En un discurso cargado de esperanza, el Papa resaltó que colocar a la persona en el centro de las acciones permite el diálogo y el trabajo conjunto por el bien común, superando las divisiones y derribando los muros de la hostilidad y el egoísmo. Agradeció el invaluable servicio de la Cruz Roja en zonas afectadas por conflictos armados y desastres naturales, así como su apoyo a los inmigrantes, reiterando que su presencia es una manifestación concreta de solidaridad y amor fraternal.
Francisco recordó con preocupación la difícil situación de los niños afectados por la guerra, señalando que muchos de ellos han perdido la capacidad de sonreír, lo cual es lamentable para cualquier niño. Enfatizó la importancia de reconocer el valor supremo de la vida y la necesidad de proteger a los más vulnerables, especialmente a los niños.

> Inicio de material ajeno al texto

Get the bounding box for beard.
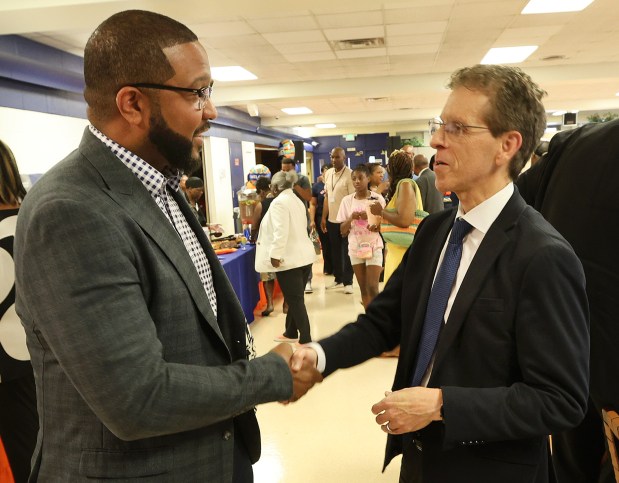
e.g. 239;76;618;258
148;105;204;174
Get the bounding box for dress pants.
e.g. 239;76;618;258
0;372;39;483
232;438;254;483
552;398;615;483
327;221;353;285
316;225;333;273
275;265;312;344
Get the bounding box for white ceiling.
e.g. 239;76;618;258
0;0;619;136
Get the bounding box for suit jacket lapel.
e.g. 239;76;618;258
80;128;225;344
433;190;526;374
399;209;456;385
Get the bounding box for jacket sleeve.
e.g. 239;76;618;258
442;244;589;445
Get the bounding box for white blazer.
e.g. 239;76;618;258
255;189;316;272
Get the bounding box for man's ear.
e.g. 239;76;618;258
497;131;522;169
116;86;150;125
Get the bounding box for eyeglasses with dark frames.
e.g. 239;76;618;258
428;118;490;137
128;81;213;111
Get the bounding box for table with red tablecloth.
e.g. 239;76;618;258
217;245;260;323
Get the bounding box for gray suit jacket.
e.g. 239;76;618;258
15;130;292;483
415;169;445;213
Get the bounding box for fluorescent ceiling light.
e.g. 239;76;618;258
481;45;537;64
520;0;593;15
282;107;312;116
211;65;258;82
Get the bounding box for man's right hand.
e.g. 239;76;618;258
288;347;323;402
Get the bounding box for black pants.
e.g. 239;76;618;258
0;373;39;483
327;221;353;285
316;220;333;273
276;265;312;344
552;399;615;483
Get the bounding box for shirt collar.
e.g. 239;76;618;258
88;125;182;198
456;182;514;234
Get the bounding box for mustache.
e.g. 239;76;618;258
193;121;211;137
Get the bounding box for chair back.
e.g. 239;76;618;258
602;409;619;482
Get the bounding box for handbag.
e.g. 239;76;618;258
380;179;429;247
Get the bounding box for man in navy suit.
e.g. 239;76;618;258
516;120;619;483
293;65;589;483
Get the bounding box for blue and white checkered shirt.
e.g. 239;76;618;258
89;126;217;317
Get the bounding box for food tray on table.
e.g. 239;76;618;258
215;248;236;255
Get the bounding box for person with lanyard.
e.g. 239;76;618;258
292;65;589;483
320;147;355;294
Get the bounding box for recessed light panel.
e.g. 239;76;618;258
520;0;593;15
282;107;312;116
481;45;537;64
211;65;258;82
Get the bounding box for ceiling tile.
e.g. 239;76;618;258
316;10;383;29
335;47;387;59
191;21;256;38
387;21;447;36
263;30;325;44
324;25;385;40
247;15;318;33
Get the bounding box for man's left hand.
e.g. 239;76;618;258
372;387;443;434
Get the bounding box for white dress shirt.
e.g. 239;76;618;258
308;182;514;374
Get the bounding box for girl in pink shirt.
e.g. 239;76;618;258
337;164;385;307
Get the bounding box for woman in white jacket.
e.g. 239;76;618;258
256;171;316;344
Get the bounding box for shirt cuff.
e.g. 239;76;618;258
305;342;327;374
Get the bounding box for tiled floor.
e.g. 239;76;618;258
251;262;400;483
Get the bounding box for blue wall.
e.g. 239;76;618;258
0;35;313;151
314;133;389;182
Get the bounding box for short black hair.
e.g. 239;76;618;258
256;176;271;191
352;164;370;178
84;10;198;120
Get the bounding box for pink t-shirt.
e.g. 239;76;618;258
337;191;385;256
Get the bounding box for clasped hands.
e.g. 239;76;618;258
372;386;443;434
271;343;322;404
272;344;443;434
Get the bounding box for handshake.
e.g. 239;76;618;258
271;343;323;404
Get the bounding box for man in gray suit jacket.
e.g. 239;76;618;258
413;154;445;213
15;11;320;483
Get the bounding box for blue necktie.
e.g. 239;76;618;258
412;218;473;387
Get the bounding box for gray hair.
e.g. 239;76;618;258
447;65;546;179
271;171;299;191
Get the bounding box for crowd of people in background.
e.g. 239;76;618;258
0;10;619;483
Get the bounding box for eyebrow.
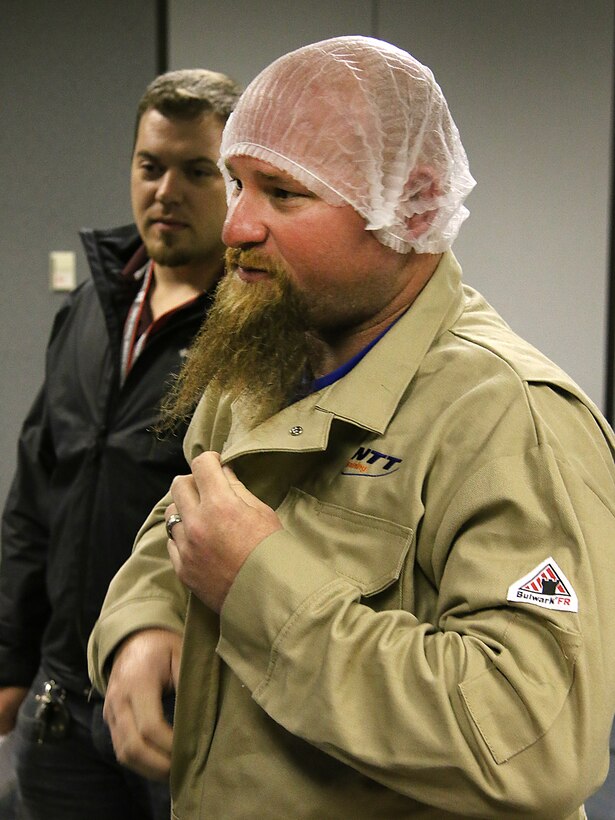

El pontífice argentino instó a globalizar la solidaridad, promoviendo normas que garanticen los derechos humanos en todos los contextos y fomentando una cultura del encuentro entre las personas. A pesar de algunos problemas respiratorios causados por una gripe reciente, el Papa leyó su discurso con determinación, mostrando su profundo compromiso con las causas humanitarias y sociales.
En un gesto de cercanía, el Papa Francisco saludó a los voluntarios desde su silla de ruedas, demostrando su aprecio por su invaluable labor y su compromiso con los principios de humanidad y solidaridad que representan.